そんな感情に戸惑うエルデを、ミホはついついいじめてみたくなる。
「素直じゃないなぁ。おねーさんは悲しいよ?」
「僕のほうが遥かに年上だよ!」
「なんだショタジジイ」
「うわ、何その呼び方は?! ジジイじゃないよ!」
傍から見ると仲の良い姉弟に見えるだろう。
「それにしても、突然こんな所に来てどうしたの?」
「あたしがここに来てから今日で十年なんだ。それはエルデと出会ってから十年ということ。鈍いエルデにはわかるかなー?」
「十年? うーん、なんだろう」
数万年を生きる真龍にとって、十年など一瞬である。
それが分からないのも無理はない。
「ま、分からなければいいよ」
「なんだよ、教えてくれたっていいじゃないか。全く昔のミホは無邪気だったのに、今のミホは陰険だよ」
「アーシアさんの努力の賜物だね」
十年前、エルデがミホと死闘(ミホ的には遊び)を繰り返した翌朝、疲れて寝てしまったミホをエルデは、自分の住処へと連れて行った。

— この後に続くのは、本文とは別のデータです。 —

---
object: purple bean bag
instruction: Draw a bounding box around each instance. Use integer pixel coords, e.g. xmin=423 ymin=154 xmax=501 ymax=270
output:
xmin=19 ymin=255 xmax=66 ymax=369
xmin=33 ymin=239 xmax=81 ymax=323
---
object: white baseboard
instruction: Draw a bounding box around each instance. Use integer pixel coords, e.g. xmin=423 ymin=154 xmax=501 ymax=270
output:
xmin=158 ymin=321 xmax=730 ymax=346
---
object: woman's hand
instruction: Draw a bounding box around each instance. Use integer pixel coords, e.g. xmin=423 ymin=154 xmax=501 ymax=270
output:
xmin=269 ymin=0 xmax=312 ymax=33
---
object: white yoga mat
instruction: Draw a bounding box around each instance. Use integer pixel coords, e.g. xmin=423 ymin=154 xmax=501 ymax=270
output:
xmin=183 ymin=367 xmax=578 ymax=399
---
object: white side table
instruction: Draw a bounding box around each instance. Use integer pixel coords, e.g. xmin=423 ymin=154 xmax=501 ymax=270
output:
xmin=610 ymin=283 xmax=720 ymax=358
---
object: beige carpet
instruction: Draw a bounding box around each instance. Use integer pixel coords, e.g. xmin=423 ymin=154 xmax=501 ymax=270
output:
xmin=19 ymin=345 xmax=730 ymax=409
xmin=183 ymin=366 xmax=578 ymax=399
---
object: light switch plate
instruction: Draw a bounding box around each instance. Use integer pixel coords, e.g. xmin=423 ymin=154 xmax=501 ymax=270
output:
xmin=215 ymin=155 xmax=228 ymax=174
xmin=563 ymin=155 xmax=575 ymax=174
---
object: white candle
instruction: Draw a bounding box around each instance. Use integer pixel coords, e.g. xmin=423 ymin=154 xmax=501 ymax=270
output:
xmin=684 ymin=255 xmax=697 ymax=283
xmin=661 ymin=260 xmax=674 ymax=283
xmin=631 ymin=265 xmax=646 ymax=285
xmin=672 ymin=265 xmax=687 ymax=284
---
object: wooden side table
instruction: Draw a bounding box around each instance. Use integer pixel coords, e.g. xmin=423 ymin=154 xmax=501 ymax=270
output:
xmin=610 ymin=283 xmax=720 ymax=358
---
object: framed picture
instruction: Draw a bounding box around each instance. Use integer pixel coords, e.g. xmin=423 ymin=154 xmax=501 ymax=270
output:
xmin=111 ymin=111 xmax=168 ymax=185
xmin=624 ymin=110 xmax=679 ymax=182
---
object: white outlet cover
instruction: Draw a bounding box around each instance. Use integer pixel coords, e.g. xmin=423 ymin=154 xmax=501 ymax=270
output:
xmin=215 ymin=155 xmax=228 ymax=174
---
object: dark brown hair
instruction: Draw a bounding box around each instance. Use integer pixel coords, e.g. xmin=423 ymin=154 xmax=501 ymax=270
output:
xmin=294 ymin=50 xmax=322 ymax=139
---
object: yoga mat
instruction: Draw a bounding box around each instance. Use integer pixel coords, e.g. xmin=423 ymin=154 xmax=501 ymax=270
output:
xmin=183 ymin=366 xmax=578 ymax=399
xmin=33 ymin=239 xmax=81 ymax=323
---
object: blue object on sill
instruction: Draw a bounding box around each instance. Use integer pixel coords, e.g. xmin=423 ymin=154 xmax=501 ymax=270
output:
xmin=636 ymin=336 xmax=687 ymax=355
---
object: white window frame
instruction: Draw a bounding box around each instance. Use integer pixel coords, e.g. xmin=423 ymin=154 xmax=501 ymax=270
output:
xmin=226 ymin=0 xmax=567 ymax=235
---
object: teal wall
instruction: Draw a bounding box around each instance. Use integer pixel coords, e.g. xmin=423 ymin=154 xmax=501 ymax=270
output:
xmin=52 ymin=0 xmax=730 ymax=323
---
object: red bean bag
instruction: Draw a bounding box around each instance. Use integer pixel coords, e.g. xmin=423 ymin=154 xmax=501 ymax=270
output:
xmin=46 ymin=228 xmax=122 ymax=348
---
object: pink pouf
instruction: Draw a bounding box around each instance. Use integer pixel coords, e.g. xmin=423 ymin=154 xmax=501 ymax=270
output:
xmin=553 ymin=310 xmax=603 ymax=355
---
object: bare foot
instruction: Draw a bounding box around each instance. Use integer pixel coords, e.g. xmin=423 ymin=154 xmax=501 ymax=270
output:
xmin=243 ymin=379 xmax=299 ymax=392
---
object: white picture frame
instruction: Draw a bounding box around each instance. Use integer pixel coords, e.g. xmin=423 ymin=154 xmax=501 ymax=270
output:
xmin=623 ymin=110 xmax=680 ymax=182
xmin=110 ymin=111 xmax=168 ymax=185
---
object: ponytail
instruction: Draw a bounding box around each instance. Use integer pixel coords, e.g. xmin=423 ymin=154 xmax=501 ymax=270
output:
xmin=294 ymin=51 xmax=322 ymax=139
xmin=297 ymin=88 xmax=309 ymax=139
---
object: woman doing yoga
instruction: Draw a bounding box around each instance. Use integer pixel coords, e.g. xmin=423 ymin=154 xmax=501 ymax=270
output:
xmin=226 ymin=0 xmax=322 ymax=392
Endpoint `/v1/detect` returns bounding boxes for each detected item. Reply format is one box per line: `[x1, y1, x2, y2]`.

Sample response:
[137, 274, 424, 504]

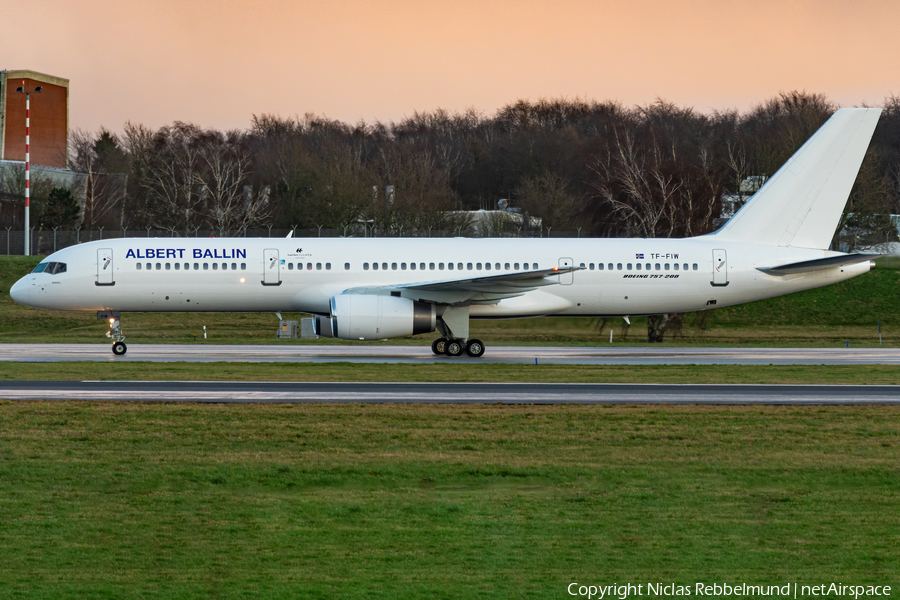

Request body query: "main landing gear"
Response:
[431, 338, 484, 358]
[97, 310, 128, 356]
[431, 306, 484, 358]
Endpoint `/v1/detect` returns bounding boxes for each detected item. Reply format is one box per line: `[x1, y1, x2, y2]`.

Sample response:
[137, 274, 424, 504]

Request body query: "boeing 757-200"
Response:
[10, 108, 881, 356]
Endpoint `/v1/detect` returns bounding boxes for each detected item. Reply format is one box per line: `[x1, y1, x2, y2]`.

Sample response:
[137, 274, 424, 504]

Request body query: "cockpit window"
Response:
[32, 262, 66, 275]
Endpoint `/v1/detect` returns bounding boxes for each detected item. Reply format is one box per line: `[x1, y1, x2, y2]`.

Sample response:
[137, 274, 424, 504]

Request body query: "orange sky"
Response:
[0, 0, 900, 130]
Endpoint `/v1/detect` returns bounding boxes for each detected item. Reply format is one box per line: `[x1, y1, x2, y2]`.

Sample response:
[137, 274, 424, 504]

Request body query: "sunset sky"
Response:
[0, 0, 900, 130]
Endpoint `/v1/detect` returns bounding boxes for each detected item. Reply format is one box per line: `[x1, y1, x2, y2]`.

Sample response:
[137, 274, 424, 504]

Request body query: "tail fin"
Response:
[712, 108, 881, 250]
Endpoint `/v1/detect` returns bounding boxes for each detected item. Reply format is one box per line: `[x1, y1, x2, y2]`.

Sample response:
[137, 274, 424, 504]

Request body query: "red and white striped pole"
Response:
[22, 80, 31, 256]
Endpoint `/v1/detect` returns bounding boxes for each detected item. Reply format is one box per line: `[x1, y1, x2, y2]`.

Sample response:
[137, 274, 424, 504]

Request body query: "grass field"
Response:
[0, 257, 900, 346]
[0, 402, 900, 599]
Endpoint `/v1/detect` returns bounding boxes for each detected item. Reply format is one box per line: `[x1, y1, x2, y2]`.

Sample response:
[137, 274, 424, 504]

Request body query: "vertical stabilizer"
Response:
[712, 108, 881, 250]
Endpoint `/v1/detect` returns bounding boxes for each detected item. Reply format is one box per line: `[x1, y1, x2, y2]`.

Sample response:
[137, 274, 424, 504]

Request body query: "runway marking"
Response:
[0, 344, 900, 365]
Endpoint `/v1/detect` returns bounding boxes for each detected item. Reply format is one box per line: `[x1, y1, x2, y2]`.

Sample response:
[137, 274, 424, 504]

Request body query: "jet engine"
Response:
[315, 294, 437, 340]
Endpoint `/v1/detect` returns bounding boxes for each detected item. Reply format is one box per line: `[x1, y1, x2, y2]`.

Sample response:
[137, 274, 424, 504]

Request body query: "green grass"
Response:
[0, 361, 900, 384]
[0, 257, 900, 347]
[0, 402, 900, 599]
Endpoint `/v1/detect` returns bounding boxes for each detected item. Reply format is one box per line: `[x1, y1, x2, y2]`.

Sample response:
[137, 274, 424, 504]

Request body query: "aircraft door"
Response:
[96, 248, 116, 285]
[262, 248, 281, 285]
[559, 258, 575, 285]
[710, 250, 728, 287]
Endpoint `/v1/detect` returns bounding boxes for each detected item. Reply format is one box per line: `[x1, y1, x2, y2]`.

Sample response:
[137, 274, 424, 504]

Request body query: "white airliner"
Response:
[10, 109, 881, 357]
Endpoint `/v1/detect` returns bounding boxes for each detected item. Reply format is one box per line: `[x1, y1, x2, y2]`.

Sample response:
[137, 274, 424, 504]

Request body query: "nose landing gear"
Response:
[97, 310, 128, 356]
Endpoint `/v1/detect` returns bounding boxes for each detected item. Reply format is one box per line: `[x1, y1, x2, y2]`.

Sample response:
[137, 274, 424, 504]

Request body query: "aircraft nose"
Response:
[9, 278, 31, 306]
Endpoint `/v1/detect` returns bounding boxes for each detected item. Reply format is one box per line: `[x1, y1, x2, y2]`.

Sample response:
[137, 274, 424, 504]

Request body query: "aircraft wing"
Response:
[344, 267, 582, 304]
[757, 254, 887, 275]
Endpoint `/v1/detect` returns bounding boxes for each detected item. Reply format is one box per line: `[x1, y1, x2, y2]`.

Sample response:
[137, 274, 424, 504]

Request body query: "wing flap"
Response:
[344, 267, 582, 304]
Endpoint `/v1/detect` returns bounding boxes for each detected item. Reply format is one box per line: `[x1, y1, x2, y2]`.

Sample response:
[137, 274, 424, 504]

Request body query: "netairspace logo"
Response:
[566, 582, 891, 600]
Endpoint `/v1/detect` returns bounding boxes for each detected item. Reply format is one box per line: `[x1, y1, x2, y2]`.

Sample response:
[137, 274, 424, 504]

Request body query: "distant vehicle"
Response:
[10, 108, 881, 357]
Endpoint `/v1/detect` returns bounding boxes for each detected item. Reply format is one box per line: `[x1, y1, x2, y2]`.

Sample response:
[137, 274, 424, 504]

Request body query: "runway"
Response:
[0, 344, 900, 365]
[0, 381, 900, 405]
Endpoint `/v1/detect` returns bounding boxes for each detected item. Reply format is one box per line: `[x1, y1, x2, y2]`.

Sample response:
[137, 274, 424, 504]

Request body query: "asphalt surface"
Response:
[0, 381, 900, 405]
[0, 344, 900, 365]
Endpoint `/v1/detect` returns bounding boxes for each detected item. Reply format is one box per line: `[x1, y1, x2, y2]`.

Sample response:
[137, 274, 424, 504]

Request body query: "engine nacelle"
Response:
[328, 294, 437, 340]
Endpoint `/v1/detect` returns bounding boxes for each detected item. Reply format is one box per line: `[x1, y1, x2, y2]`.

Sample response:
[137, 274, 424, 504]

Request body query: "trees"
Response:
[39, 187, 81, 229]
[69, 128, 128, 230]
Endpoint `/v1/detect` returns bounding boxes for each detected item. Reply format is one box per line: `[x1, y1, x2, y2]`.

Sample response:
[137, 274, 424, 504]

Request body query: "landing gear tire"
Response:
[431, 338, 447, 354]
[466, 340, 484, 358]
[444, 340, 464, 356]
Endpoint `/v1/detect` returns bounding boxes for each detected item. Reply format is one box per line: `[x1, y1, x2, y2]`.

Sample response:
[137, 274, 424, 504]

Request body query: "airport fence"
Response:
[0, 227, 585, 256]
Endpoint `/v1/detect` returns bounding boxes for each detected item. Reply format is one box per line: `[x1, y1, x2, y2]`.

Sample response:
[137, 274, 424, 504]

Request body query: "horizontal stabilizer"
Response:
[758, 254, 885, 275]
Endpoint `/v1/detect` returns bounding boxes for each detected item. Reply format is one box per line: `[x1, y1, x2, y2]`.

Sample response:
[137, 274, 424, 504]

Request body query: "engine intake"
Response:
[326, 294, 437, 340]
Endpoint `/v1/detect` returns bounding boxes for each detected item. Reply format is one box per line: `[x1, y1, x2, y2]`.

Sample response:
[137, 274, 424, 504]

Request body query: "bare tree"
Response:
[195, 135, 271, 236]
[69, 129, 127, 230]
[125, 122, 211, 232]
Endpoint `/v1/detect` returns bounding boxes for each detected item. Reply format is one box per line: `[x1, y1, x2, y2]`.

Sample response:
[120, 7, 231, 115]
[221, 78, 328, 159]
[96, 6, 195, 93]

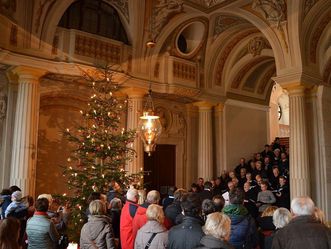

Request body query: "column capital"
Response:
[215, 103, 225, 112]
[283, 82, 308, 96]
[193, 101, 214, 110]
[11, 66, 47, 81]
[122, 87, 148, 98]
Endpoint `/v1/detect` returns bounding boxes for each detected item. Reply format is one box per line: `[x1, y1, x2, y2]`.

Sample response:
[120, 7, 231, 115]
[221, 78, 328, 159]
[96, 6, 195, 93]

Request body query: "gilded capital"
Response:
[215, 103, 224, 112]
[11, 66, 47, 81]
[121, 87, 148, 98]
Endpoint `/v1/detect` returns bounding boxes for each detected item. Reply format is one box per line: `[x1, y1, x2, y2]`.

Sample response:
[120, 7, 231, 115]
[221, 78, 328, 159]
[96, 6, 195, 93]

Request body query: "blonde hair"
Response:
[37, 194, 53, 207]
[146, 204, 164, 224]
[138, 189, 146, 205]
[203, 212, 231, 240]
[89, 200, 106, 215]
[314, 207, 327, 225]
[146, 190, 160, 204]
[261, 206, 278, 217]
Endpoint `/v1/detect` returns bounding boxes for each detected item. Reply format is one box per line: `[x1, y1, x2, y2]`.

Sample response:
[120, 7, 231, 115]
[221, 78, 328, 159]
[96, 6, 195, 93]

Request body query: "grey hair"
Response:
[146, 190, 160, 204]
[291, 196, 315, 216]
[272, 208, 292, 228]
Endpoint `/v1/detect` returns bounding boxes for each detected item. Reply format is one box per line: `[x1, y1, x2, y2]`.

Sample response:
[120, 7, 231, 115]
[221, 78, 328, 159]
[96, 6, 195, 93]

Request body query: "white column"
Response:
[0, 71, 17, 191]
[287, 86, 311, 198]
[194, 101, 213, 181]
[10, 66, 45, 196]
[306, 87, 329, 216]
[125, 88, 146, 174]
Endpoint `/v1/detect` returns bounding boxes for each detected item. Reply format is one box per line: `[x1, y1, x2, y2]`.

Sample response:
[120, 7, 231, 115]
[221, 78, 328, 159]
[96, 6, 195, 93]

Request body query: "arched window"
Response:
[59, 0, 129, 44]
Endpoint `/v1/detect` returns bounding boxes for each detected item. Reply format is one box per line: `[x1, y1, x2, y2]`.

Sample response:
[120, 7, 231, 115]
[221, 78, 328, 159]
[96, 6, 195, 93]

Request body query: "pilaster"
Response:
[10, 66, 46, 196]
[287, 84, 311, 198]
[194, 101, 213, 180]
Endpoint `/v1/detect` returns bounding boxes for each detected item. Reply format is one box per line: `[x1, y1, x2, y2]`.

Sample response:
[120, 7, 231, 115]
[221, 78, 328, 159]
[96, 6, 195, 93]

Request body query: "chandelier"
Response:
[138, 86, 162, 156]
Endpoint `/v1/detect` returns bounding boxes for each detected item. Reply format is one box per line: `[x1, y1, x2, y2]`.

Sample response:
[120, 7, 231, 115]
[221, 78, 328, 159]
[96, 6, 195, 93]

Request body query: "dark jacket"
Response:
[272, 215, 331, 249]
[196, 235, 234, 249]
[80, 215, 115, 249]
[164, 201, 182, 226]
[120, 200, 138, 249]
[134, 220, 168, 249]
[168, 216, 204, 249]
[223, 204, 258, 249]
[0, 195, 11, 219]
[198, 189, 213, 202]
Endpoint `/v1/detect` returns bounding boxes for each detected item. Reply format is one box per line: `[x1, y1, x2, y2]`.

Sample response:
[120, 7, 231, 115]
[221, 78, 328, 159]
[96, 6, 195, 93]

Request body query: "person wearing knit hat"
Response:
[11, 191, 22, 202]
[5, 191, 28, 218]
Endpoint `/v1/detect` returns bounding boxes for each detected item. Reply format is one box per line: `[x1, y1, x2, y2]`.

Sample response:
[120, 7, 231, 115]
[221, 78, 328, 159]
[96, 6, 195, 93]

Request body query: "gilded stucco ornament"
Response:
[252, 0, 286, 27]
[247, 37, 267, 56]
[152, 0, 183, 40]
[107, 0, 129, 22]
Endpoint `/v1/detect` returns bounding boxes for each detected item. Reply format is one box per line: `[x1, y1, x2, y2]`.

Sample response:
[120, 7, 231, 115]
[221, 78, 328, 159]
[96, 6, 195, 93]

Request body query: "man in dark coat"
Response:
[164, 188, 187, 226]
[272, 197, 331, 249]
[274, 176, 290, 210]
[223, 188, 258, 249]
[168, 193, 204, 249]
[199, 182, 213, 201]
[120, 188, 139, 249]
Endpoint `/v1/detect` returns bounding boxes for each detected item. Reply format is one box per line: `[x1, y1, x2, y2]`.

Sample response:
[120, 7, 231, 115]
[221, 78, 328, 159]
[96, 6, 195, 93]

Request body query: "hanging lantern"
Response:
[138, 89, 162, 156]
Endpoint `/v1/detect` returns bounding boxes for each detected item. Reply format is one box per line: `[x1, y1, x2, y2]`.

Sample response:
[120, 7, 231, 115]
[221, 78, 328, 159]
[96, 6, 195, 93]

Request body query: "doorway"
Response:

そして一年ほどミホに、この世界の事や、力の制御の仕方を教えたのだ。
その後、自分の支配する町にある神殿の長であるアーシアに、ミホを人として育てるよう託した。
支配と言っても五百年ほど自分が寝ている間に、人間達が勝手にエルデを神と称え、町を作っただけなのだが。
エルデ自身もたまに神殿を訪れ、ミホと一緒に遊んだ。
「アーシアが一番適任だと思ったんだけど、失敗だったな」
「アーシアさんは立派な人だよ。ただ恋愛だけは五月蝿かったけど。さて、十分見たしそろそろ帰ろう」
「また僕の背中に乗ってくの? たまには運動がてら走ったら?」
「別にあたしはエルデをお姫様抱っこして走ってもいいけどね」
途端に真っ赤になるエルデ。非常に初心である。
「なっ、なななんで僕を抱くんだよ!」
「その反応がかわいいから」
「可愛いって……いいかい? 僕は真龍なんだよ? いい加減ミホも僕を敬ってもいいじゃないか!」
「あれ、そうしたほうがいいのかな? ボク」
「……やっぱミホは陰険だよ」
「ふふ、エルデじゃまだまだあたしには勝てないね。ささ、早く龍になってなって」
「分かったよ」
エルデが人の姿から一瞬で白い大きな龍へと変化する。
ただし、目は青いままだ。
ミホは軽くジャンプして、真龍の背に飛び乗った。
「はいよーシルバー!」
「シルバーって何なの?!」
「あたしが昔読んだ絵本に載ってた馬の名前」
「馬?! よりにもよってこの僕を馬扱い?!」
「ほらほら、いいから早く帰ろうよ」
ぺしぺし背を叩くミホにため息をついたエルデは、翼を広げ大空へと舞った。
そしてぐんぐんとスピードを上げて飛んでいく。
「やっぱりエルデの背が一番だね」
「何と比べて一番なんだよ」
馬扱いされたエルデは、まだ憤慨モードらしい。
十周年記念と言う事で、今日はちゃんと言ってやるか。
ミホはそう思うと、エルデの背にもたれかかり、そしてささやくようにエルデへと伝えた。
「エルデが世界で一番好きだよって事」
「え?」
「きゃぁ?! いきなり姿勢を崩さないでよ! 落ちそうになったじゃない!」
「そ、そんなこといきなり言うミホが悪いんだよ!」
「なによ! 言って欲しくなかったの?!」
「そ、それは飛んでるときに言わなくてもいいじゃないか!」
「こういう時じゃないと言えないのよ! 分かれや小僧!」
ミホとエルデは町につくまで、騒々しく賑やかに飛んでいった。